Aber gehören zu Erpressung und Ausbeutung nicht zwei Parteien? Täter und Opfer?
Wehren sich die Opfer womöglich gar nicht? Oder wollen sich gar nicht wehren?
Sie könnten sich doch zusammenschliessen, z.B. in Selbsthilfegruppen, Vereinen oder Gewerkschaften. Oder haben sie gar das Vertrauen in die Gewerkschaften verloren? So wie sie auch das Vertrauen in die Politik verloren haben?
Nach zwei Tagen – nur durch Schlemmerpausen unterbrochenen – Zuhörens und fleissigen Notizenschreibens glaub ich, dass mir gleich der Schädel platzt.
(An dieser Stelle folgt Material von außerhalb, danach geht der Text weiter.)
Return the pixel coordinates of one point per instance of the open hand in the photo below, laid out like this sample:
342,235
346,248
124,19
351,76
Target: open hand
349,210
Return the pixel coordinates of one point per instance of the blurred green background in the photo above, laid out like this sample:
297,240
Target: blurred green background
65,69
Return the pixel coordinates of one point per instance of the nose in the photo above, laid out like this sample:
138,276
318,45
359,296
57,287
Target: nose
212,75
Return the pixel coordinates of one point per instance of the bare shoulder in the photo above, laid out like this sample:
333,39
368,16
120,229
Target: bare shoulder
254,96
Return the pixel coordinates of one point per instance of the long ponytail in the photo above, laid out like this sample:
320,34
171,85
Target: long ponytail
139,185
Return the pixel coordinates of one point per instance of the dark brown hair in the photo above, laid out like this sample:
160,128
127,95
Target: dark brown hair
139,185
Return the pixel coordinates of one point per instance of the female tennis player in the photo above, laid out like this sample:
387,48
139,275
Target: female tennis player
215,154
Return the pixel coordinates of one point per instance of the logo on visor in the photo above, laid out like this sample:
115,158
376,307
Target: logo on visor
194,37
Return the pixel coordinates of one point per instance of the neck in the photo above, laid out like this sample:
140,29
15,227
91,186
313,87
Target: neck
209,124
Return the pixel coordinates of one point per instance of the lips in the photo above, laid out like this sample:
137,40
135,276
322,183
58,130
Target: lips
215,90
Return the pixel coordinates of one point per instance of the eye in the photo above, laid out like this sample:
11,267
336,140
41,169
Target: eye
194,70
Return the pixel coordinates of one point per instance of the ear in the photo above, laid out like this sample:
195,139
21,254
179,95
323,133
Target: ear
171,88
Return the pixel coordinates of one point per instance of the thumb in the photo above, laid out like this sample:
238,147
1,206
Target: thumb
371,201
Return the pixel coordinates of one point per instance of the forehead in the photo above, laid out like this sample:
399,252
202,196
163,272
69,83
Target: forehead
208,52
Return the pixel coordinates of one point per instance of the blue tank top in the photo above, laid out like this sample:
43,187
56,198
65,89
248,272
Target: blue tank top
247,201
Jetzt endlich möchte ich mich melden und meinem Ärger Luft machen.
Oder sollte ich nicht lieber dankbar sein, dass sich sogar DGB-Chef Michael Sommer die Zeit genommen hat, uns zu erklären, dass die prekären Arbeitsverhältnisse unter aller Würde sind und dringend verändert werden müssen. Der gute Mann, er ist doch auf unserer Seite! Er weiss doch, worum es geht. Dann wird er doch sicher seinen Worten Taten folgen lassen!

Sicher, sicher, die Problematik ist zu differenziert, als dass es eine einfache und schnelle Lösung geben könnte.
Nach den Ausführungen über die verschiedenen Regelungen zum Mindestlohn in Österreich, der schwierig zu handhabenden Kontrolle von Mindestlöhnen in UK und den begeisterten Solo-Selbständigen in den Niederlanden sehe ich das ein, wirklich. Nicht zu reden von den Migrant/innen, die in ihrer Not dann doch zu Niedriglohnarbeit bereit sind.
Aber gibt es nicht ein Grundrecht auf anständig bezahlte Arbeit zu anständigen Konditionen und der eigenen Qualifikation entsprechend?
Gibt es keine Unternehmer-Ehre, die ihm verbietet, seine Angestellten unsittlich auszunutzen?
Scheinbar nicht, denn sonst hätte ich nicht die Stellenangebote erhalten, zu Niedrigstlohn und unanständigen Bedingungen…

Also muss der Gesetzgeber ran, das heisst, die Politik, d.h. der einzelne Politiker und Mandatsträger. Da er vom Volk gewählt ist, könnte dieses nicht Druck auf ihn ausüben? Oder ist er unter seiner Käseglocke schon viel zu weit entfernt von den real existierenden kaptitalistischen Verhältnissen?

Wenn der Weg über die Gewerkschaften gehen soll, müssten die Gewerkschaftsmitglieder und –gliederinnen ordentlich Druck auf die Entscheidungsträger in den Gewerkschaften ausüben, damit sie handeln!
Mit diesem Gedankengang bin ich endgültig bereit, mich mit einem Wortbeitrag zu Wort zu melden.
Jetzt ist auch die Redezeit des DGB-Bundesvorstands abgelaufen. Ich hole tief Luft.
Und traue meinen Ohren nicht.
Mit munteren Sprüchen bedankt sich die rbb-Moderatorin bei den Vortragenden und der Hans-Böckler-Stiftung (an dieser Stelle auch von mir herzlichen Dank) und weist fröhlich lachend auf den Abschluss-Imbiss hin.

Das kann doch nicht wahr sein. Es ist wahr.